“Tudo na vida passa”. Se é verdade, não deveria passar. Tenho avidez por permanências, por tempo duradouro, por qualquer coisa capaz de me fazer sentir menos à deriva no espaço das viradas dos ponteiros do relógio. Eu preciso que algo não passe, não desapareça sem eu sequer saber o porquê. Mas, mesmo assim, tudo, aparentemente, continua passando.

A infância passa como um sonho ou, às vezes, como aquele lugar entre o sonho e o despertar. Tão vivido quando abrimos os olhos, mas já desaparecendo na névoa um momento depois. Com ela vão todas as certezas infantis, um universo desconhecido, com infinitas possibilidades, morre rapidamente diante de revelações desenfreadas, da desmistificação de todos os ocultos, eliminando impiedosamente até a última gota de ingenuidade. Qualquer esperança de uma manhã flutuando em direção ao horizonte, pegando a segunda estrela à direita, e seguindo reto até o amanhecer, também se esvai.

E com a infância passam outras coisas. A casa da avó passa, com seus cheiros e sabores, com seus mimos e tesouros escondidos na velha caixa de costura. Passam os carinhos e cafunés, o copo de leite antes de dormir, o beijo de boa noite e o ajeitar do cobertor. Passam as histórias verdadeiras, e as não tão verdadeiras assim. E após o passar de todas essas coisas se instala a sensação de ser visita, ou a de nem mais visita poder ser, quando os avós fatalmente passam.

Passam as amizades infinitas, as juras de ódio eterno em meio a disputas pelos brinquedos. Os namoros e casamentos com a duração de um recreio. Passam os minutos que duram uma hora, e as horas que duram uma tarde. O tempo passa a passar de forma desagradavelmente objetiva.

Sem mais espadas mágicas ou heróis, os finais felizes passam definitivamente.

Passam os pais, deixando de ser senhores do mundo, infalíveis e perfeitos. Transformam-se em meros mortais, mesquinhos, com contas para pagar, contestáveis.

As máscaras passam. Não só as belas, mas também as terríveis e horrendas, as assustadoras e impenetráveis. Tornam-se velharias débeis num mundo onde tudo encarquilha, fica inútil, tudo acaba.

Passam os amores, e esses com muita pressa. Mas, infortúnio, passam para cada um em velocidades diferentes. Um mês, um ano, uma hora, uma noite.

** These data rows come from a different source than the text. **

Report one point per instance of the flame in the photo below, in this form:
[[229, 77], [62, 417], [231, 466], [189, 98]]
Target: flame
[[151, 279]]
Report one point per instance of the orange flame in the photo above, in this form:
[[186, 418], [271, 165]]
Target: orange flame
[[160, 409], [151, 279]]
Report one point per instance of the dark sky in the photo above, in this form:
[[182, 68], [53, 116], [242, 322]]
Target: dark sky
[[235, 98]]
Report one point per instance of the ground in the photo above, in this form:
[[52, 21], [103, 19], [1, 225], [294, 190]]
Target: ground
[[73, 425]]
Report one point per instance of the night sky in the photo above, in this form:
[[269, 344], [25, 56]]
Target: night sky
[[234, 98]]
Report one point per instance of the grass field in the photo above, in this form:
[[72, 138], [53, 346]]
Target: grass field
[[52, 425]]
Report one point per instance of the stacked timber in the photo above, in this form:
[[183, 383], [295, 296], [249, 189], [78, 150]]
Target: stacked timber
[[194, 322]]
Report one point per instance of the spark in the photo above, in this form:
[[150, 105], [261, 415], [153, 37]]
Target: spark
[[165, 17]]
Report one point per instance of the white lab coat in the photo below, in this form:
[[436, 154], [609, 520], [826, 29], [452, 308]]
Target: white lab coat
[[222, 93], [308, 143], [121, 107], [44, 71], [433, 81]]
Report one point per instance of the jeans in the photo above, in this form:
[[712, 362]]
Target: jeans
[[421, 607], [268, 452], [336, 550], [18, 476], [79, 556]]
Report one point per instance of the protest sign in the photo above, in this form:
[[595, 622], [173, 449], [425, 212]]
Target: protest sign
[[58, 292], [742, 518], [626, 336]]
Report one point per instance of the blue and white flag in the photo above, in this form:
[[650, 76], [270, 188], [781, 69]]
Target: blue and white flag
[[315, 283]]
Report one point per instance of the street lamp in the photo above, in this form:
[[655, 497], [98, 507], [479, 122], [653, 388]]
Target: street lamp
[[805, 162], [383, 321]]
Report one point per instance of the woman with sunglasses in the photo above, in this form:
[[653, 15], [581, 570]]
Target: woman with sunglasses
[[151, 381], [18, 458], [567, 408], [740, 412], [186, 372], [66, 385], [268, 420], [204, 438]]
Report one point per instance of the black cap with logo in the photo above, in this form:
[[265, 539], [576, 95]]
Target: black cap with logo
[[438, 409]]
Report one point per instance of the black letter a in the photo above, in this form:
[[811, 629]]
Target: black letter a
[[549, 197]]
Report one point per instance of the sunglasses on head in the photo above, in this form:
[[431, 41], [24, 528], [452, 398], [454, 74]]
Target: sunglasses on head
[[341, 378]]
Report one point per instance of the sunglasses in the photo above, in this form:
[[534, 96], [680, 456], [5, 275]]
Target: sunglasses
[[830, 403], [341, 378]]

Qualquer instante basta para assassinar um coração a golpes de dores transitórias. Mas, se tudo passa, corações mortos não são nada além de uma morte adiantada.

Vejo tudo passar, todos passarem. Mas eu mesmo sou lento, pantanoso, ponto ultrapassado pelo resto do cosmos no seu afã desesperado por passar. Solitário, desfruto da brevidade obrigado, por falta de opção. Também vou passar, eu sei. E, quando passar, não farei diferença no trânsito das coisas, pois, há muito, todas elas já terão passado por mim. Serei um passante inócuo.

No fim, não dói apenas a falta, mas, muito mais, a compreensão do erro ser eu, de que o certo das coisas é passar. De que, a revelia do meu desejo de deter o avanço vertiginoso de tudo ao meu redor, sempre será tarde demais. Essa tarde já passou, vinte e seis anos já passaram, dois anos já passaram, quatro dias já passaram, e até essa frase acaba de passar.